The purpose of this study was to investigate the properties of air-textured aramid yarn (ATAY), in a single yarn composite (SYC), in a 3D woven fabric preform, and in a 3D preform composite. Yarn tensile tests demonstrated textured yarn was 70-77% lower in tensile strength, 82-85% lower in tensile modulus, and 60-190% higher in breaking strain than those of the control yarn. The results of SYC testing illustrated that the control yarn composite had only a 5% higher tensile strength, a 27% higher modulus, and 11% lower energy to break than the textured single yarn composite. Fabric tensile tests demonstrated a low initial modulus and a much larger secondary modulus for all 3D woven preforms.
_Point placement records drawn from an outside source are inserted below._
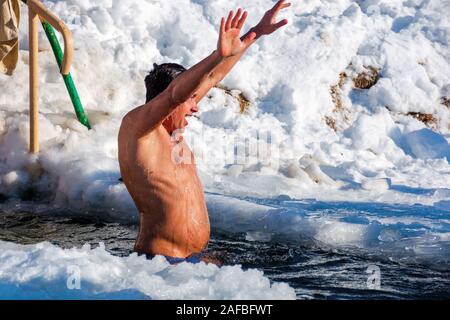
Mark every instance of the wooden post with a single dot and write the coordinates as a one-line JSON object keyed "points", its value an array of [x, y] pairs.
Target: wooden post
{"points": [[33, 23]]}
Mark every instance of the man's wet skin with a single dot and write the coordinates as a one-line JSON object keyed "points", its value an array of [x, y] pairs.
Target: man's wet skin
{"points": [[156, 164]]}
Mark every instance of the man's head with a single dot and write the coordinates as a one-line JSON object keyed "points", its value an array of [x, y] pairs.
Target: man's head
{"points": [[157, 81]]}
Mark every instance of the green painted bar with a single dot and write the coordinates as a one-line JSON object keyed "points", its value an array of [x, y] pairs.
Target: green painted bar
{"points": [[70, 85]]}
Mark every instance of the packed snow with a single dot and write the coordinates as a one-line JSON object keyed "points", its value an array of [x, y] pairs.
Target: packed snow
{"points": [[310, 131], [45, 271]]}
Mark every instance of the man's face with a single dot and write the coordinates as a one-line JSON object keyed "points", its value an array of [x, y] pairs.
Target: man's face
{"points": [[177, 119]]}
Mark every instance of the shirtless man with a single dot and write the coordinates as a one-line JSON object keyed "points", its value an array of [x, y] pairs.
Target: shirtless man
{"points": [[167, 192]]}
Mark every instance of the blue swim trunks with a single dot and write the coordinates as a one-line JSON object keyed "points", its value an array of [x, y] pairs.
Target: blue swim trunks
{"points": [[193, 258]]}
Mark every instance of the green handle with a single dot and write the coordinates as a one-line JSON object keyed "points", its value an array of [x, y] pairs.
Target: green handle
{"points": [[70, 85]]}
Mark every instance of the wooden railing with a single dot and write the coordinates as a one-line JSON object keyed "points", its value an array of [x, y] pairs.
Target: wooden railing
{"points": [[36, 9]]}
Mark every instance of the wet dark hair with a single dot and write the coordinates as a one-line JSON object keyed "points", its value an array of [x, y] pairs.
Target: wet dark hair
{"points": [[160, 77]]}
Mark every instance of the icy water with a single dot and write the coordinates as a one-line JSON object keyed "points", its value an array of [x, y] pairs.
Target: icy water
{"points": [[314, 271]]}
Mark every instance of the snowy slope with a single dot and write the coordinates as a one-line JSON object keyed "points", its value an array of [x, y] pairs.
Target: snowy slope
{"points": [[351, 99]]}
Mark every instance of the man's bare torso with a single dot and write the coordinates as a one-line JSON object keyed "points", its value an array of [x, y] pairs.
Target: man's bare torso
{"points": [[169, 195]]}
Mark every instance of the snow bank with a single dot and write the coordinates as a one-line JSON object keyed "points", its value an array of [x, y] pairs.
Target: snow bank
{"points": [[45, 271], [378, 150]]}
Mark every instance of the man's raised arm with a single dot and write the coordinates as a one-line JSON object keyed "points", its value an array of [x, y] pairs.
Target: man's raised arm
{"points": [[266, 26], [188, 82]]}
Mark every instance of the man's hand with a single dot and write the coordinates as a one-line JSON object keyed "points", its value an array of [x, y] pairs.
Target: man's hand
{"points": [[229, 43], [268, 23]]}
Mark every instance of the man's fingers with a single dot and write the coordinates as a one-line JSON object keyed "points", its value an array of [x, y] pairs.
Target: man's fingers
{"points": [[281, 23], [236, 18], [277, 5], [242, 20], [280, 5], [248, 39], [228, 23], [222, 25]]}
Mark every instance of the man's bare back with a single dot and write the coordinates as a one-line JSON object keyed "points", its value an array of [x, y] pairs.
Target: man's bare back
{"points": [[157, 166], [169, 195]]}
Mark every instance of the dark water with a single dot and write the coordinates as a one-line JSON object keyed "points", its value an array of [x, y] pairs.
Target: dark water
{"points": [[314, 272]]}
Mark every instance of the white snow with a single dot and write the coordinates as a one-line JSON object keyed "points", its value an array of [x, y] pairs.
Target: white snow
{"points": [[379, 153], [45, 271]]}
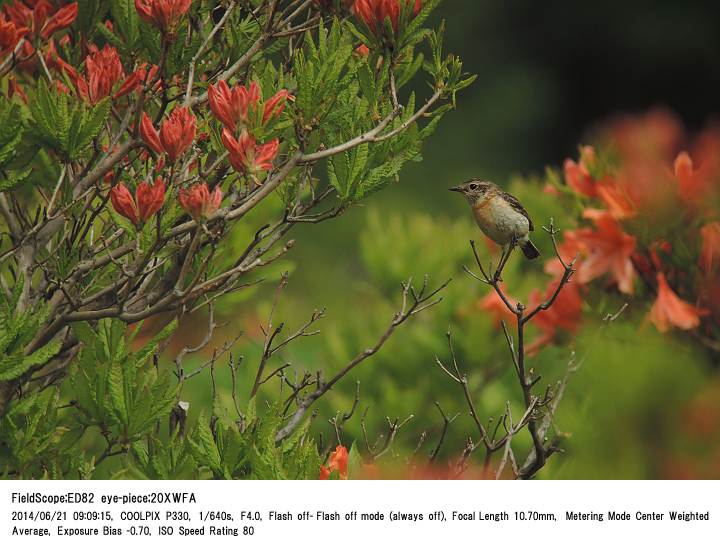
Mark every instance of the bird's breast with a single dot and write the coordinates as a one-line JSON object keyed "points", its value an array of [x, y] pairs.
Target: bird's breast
{"points": [[498, 220]]}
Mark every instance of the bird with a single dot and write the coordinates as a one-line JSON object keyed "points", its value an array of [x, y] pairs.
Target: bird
{"points": [[499, 215]]}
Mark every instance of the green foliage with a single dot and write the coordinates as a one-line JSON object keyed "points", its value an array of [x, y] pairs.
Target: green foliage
{"points": [[18, 331], [116, 390], [64, 124], [11, 135], [247, 449]]}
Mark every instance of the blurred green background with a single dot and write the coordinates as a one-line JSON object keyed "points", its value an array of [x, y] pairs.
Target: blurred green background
{"points": [[548, 73]]}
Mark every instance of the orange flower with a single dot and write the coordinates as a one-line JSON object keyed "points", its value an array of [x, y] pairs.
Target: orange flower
{"points": [[10, 34], [608, 249], [617, 200], [374, 13], [695, 184], [43, 19], [493, 304], [577, 175], [246, 155], [337, 461], [670, 311], [176, 134], [564, 315], [148, 200], [199, 201], [710, 251], [234, 107], [62, 19], [103, 70]]}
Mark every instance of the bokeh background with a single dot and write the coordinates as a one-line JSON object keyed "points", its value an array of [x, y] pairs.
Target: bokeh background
{"points": [[642, 405]]}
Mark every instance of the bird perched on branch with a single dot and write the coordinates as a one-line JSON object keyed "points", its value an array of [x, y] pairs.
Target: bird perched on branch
{"points": [[499, 215]]}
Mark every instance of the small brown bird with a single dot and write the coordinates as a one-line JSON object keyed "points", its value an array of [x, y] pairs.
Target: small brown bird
{"points": [[499, 215]]}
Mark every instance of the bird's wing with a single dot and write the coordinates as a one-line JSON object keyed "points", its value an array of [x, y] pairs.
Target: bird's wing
{"points": [[515, 203]]}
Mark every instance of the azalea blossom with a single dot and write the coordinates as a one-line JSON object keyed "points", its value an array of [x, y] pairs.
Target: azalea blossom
{"points": [[235, 107], [148, 200], [103, 70], [616, 198], [43, 19], [176, 134], [670, 311], [493, 304], [374, 13], [565, 314], [606, 249], [164, 14], [246, 155], [199, 201], [10, 34], [338, 461]]}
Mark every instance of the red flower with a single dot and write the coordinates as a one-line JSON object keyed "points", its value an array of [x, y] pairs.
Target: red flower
{"points": [[235, 106], [608, 249], [577, 175], [15, 89], [150, 134], [669, 310], [618, 201], [374, 12], [710, 251], [103, 70], [164, 14], [246, 155], [564, 315], [10, 34], [62, 19], [338, 461], [199, 201], [493, 304], [43, 19], [148, 200], [176, 134], [137, 79]]}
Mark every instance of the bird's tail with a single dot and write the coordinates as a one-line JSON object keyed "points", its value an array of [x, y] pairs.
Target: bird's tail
{"points": [[529, 249]]}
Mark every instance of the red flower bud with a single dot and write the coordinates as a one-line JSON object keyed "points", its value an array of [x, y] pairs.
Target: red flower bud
{"points": [[150, 134], [150, 198], [374, 12], [10, 34], [246, 155], [178, 132], [199, 201], [338, 461], [103, 70], [62, 19], [234, 107], [15, 89]]}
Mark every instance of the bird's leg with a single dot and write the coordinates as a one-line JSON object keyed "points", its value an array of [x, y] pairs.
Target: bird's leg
{"points": [[507, 251]]}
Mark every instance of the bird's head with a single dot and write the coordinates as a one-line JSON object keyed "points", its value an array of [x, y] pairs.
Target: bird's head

The ATAY fabric had a similar initial modulus and a much lower secondary modulus in the weft direction compared to the control fabric. The ATAY fabric had a significantly higher yield shear stress and strain, primary and secondary shear moduli, energy to yield point, and total energy absorbed to 4° than those of the control. With the same fiber volume fraction, the ATAY composite had a slightly lower tensile strength and modulus, but a 120% higher shear modulus, than the regular aramid yarn (RAY) composite. Unlike the RAY composite brittle failure behavior, the ATAY composite failed in a ductile manner with multiple diverting cracks propagating during failure. The ATAY composite had a much higher yield point in the 45° direction tensile test, a much higher softening point in the warp direction tensile test, and increased the interlaminar shear strength of a laminated composite by 37% as compared with the control.